Добавить в цитаты Настройки чтения

Страница 28 из 43



– Соголон, познакомься с моими друзьями, – говорит Кеме.

Первым оборачивается старик, и Кеме начинает с него:

– Это Алайя. Не удивляйся, если где-нибудь в Малакале или Миту ты встретишь такого же, как он. Скорее всего, это будет его близнец.

– А если таких восемь или больше, то всё равно близнец? – интересуется старик.

– Больше восьми – это уже инцест, а не близнец, – поправляет соседка, и угол опять взрывается хохотом.

– Эту злодейку, что рядом, зовут Бимбола.

– Каждую бабу, видящую мужика насквозь с его дурью, клянут не иначе как злодейкой, – усмехается Бимбола и глазами указывает Соголон местечко, куда можно сесть.

Кеме продолжает:

– Семикрыла ты знаешь, но, наверное, впервые видишь его лицо. А слева от меня Берему, лев с самой гадкой пастью во всем Фасиси.
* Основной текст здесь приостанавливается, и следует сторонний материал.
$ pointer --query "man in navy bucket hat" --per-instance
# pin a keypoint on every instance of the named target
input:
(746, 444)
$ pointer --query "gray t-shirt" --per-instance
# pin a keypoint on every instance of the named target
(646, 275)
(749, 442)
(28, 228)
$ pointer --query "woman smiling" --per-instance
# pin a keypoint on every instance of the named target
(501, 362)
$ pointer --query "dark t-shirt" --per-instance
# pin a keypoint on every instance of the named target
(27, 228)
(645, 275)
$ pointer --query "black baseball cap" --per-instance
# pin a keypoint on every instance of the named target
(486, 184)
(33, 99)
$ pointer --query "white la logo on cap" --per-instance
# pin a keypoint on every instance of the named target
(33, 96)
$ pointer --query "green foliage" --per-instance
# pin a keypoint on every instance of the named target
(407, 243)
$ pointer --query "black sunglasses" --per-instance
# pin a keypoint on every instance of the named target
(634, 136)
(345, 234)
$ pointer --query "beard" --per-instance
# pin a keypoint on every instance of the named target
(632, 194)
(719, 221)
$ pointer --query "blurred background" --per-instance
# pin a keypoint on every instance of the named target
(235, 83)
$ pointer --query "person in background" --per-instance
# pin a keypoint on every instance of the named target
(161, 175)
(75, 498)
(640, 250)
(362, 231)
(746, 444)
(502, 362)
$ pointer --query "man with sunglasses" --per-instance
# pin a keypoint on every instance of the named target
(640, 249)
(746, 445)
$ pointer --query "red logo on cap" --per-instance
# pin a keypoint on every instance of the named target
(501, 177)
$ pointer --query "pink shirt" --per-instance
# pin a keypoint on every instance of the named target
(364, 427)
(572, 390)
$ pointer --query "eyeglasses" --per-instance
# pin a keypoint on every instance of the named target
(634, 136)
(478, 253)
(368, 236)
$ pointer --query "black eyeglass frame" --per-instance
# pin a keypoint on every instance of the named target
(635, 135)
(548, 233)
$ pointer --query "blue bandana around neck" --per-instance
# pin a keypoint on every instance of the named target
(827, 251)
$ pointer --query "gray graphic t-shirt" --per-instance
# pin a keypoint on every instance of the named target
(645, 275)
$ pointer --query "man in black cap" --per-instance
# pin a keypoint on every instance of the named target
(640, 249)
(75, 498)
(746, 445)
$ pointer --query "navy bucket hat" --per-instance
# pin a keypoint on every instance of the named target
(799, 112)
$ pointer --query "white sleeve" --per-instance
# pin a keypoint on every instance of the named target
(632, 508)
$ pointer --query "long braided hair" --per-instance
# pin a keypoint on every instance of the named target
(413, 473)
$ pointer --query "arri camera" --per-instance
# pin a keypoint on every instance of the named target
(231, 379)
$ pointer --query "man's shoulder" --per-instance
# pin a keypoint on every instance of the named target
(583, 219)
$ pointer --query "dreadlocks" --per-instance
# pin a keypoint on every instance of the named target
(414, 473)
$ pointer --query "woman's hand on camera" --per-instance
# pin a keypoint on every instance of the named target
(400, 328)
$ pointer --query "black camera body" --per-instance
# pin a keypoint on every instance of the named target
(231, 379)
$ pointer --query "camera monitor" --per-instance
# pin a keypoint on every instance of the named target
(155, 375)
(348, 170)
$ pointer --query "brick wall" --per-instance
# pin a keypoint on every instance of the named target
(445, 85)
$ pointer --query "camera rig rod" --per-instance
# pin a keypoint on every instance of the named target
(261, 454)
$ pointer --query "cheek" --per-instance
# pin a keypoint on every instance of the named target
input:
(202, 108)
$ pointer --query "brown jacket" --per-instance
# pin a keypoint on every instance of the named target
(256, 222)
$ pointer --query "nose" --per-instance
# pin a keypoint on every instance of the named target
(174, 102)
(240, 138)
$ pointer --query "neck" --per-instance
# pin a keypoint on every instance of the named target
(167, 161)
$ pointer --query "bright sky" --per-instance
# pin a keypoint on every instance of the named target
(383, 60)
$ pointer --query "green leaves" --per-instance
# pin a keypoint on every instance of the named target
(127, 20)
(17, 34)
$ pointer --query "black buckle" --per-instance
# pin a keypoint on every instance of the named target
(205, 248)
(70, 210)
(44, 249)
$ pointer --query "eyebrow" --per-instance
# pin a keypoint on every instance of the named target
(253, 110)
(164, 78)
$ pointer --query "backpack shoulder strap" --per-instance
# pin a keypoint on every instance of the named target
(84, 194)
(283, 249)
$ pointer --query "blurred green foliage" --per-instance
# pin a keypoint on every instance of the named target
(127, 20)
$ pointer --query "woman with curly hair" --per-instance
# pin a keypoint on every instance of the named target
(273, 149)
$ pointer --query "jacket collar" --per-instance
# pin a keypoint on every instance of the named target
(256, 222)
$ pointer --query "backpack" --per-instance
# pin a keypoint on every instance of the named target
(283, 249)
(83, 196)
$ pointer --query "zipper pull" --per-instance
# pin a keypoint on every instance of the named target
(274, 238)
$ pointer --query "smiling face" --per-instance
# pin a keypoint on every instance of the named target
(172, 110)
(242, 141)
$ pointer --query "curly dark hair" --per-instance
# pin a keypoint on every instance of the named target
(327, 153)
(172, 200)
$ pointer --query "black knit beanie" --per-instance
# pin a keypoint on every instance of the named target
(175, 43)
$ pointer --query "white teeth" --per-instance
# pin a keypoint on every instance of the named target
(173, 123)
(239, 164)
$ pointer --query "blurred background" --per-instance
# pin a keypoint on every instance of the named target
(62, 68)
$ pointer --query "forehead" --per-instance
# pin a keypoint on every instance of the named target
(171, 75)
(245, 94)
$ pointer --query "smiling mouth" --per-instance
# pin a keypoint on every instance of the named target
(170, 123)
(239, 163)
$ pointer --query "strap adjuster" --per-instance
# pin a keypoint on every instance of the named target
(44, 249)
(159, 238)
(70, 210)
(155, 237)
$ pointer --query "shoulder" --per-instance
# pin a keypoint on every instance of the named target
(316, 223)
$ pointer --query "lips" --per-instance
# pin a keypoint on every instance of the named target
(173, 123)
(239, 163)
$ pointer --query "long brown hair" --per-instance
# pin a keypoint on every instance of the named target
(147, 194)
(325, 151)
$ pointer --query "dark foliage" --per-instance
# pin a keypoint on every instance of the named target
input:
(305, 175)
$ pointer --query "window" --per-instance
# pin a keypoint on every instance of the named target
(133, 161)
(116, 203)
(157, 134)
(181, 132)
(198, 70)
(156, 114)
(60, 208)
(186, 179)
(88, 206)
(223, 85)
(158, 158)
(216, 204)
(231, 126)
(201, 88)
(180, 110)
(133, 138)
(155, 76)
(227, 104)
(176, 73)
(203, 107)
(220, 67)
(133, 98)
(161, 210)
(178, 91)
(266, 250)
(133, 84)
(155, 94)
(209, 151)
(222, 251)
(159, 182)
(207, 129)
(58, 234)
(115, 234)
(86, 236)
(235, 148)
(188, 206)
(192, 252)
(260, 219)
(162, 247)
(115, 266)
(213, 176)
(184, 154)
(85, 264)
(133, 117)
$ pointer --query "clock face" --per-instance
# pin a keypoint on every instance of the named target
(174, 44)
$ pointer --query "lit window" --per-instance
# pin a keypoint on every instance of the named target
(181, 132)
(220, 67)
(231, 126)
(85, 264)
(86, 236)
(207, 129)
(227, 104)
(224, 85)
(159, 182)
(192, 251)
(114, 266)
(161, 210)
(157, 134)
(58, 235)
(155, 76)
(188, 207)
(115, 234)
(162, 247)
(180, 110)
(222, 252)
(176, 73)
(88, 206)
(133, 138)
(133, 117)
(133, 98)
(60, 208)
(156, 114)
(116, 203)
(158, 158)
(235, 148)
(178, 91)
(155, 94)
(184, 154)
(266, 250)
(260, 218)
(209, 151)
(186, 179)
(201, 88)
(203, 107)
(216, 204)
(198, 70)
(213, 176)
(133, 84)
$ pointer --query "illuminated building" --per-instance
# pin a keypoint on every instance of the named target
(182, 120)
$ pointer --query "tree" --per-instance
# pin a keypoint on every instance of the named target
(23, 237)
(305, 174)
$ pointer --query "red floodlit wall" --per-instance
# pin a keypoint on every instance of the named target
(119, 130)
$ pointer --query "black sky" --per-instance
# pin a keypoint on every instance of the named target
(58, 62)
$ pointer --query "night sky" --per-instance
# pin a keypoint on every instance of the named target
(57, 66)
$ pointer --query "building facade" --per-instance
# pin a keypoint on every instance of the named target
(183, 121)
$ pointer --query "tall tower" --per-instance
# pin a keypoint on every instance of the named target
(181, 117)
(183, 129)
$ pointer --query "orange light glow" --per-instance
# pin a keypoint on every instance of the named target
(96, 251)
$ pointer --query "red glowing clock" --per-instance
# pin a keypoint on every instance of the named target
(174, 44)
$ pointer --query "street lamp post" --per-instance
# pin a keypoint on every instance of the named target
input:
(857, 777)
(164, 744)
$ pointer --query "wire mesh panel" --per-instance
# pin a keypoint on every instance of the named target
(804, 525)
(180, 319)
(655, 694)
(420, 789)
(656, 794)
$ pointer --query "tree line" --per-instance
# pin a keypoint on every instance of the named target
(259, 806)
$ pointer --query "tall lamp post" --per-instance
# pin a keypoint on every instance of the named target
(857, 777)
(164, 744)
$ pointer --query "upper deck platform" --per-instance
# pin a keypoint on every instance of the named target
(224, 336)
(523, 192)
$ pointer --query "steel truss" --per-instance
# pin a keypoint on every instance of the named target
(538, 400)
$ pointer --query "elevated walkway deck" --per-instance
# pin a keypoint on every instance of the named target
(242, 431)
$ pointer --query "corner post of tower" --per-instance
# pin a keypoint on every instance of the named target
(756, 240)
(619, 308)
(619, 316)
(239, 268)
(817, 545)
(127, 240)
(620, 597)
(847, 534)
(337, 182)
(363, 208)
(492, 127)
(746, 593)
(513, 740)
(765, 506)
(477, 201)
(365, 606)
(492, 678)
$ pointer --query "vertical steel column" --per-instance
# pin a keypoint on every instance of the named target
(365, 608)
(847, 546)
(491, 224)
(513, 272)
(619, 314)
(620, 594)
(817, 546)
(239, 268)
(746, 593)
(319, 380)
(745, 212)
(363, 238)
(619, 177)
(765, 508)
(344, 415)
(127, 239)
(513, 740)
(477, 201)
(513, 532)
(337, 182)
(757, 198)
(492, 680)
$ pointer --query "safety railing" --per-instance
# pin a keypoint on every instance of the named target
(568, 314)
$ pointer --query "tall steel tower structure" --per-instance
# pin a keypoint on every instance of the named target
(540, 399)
Да, зверюга?

Лев снова издает утробный рык.

– А вот справа… Справа от меня та, кого бы вам лучше не знать.

Из темноты что-то шлепает Кеме по голове, сбоку.

– Женщина, чем ты меня, черт возьми, сейчас угостила?

– Тем, чем угощают Берему, – является в поле зрения та, видная. – Я Ому. А ты кто будешь? – спрашивает она гостью.

– Я Соголон.

Кеме смотрит на старика и спрашивает:

– Ну так что, Алайя, как там наш Король?

– Дворцу служишь ты. А я всего лишь гриот.

– Который знает о власти новости, неизвестные даже ей самой?

Алайя дважды стучит посохом по ковру.

– Король все думает свои думы, – возглашает он, и лев рычит.

– Да. Берему, напомни ему, чтобы не раскидывал дерьмо, – подает голос один из сидящих.

– Ничего, – успокаивает Ому. – Представь, что мы у тебя в спальне.

– Помолчи, – одергивает ее Кеме.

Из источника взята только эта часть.